According to a survey by the Pew Research Center, almost half of Americans list gun violence within the top five crises the country faces today (behind healthcare, the deficit, violent crime and immigration). Eighty percent support some degree of stricter gun laws. So it’s not that we don’t care – we just don’t care enough. We feel so overwhelmed by the enormity of the problem and the inconsequentiality of our lone voice, we look to someone or something else to provide the solution.

“That’s how people treat this,” says Carol Rescigno, president of Brady Sarasota, an affiliate of the national gun violence prevention group. “They’re horrified, they go on Facebook and say ‘When are they going to do something about this?’ And I always think, ‘Who is ‘they’?”

We are “they.”

Our mistake comes in thinking that if we can’t stop the carnage altogether and immediately, there is nothing we can do. Instead, says Rescigno, she and other activists take a “long haul” view, celebrating the smaller, incremental steps that edge us closer to the greater goal.
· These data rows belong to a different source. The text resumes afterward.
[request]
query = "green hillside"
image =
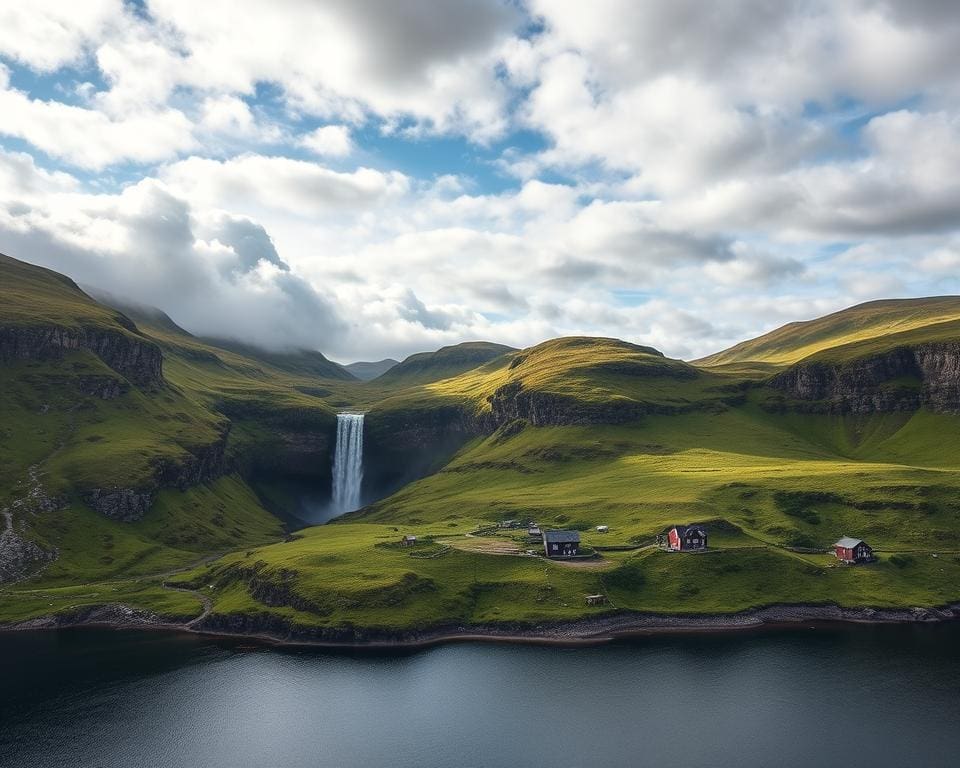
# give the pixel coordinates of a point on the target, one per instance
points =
(445, 362)
(875, 320)
(367, 371)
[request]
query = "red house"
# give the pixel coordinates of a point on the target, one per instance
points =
(849, 550)
(687, 538)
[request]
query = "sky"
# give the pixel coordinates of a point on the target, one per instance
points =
(373, 178)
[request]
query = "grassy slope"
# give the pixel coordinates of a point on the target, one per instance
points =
(80, 442)
(875, 320)
(445, 363)
(762, 481)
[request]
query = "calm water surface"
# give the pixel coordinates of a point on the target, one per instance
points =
(860, 696)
While a polarized Congress has stalled reforms, several states have passed bills increasing gun safety and protective measures. Even here in Florida -- where every year a bill is proposed to allow citizens to carry loaded concealed handguns in public without going through a background check, licensing, fingerprinting or training (something Gov. Ron DeSantis supports) – response to the Parkland school shootings catalyzed extreme risk protection orders and increased school security.

So don’t shout “Enough!” in capital letters on social media. Join your local Brady affiliate, or a national organization like Everytown for Gun Safety, Sandy Hook Promise or Moms Demand Action. Do anything and everything you can to put consistent and relentless pressure on elected officials who refuse to support common sense gun violence prevention and safety efforts.  If you have guns, make sure they are safely secured and stored without ammunition.

And most importantly, study the voting record of your current congressmen and senators on gun legislation. Then, when the election comes around, vote out of office those who have repeatedly chosen protection of their own power over protection of innocent lives.

People like to say the definition of insanity is doing the same thing over and over and expecting a different result. Look at what you have (or haven’t) done to prevent gun violence in the past and commit to what more you will do in the future.

Forget about making America great again. Let’s make America sane again.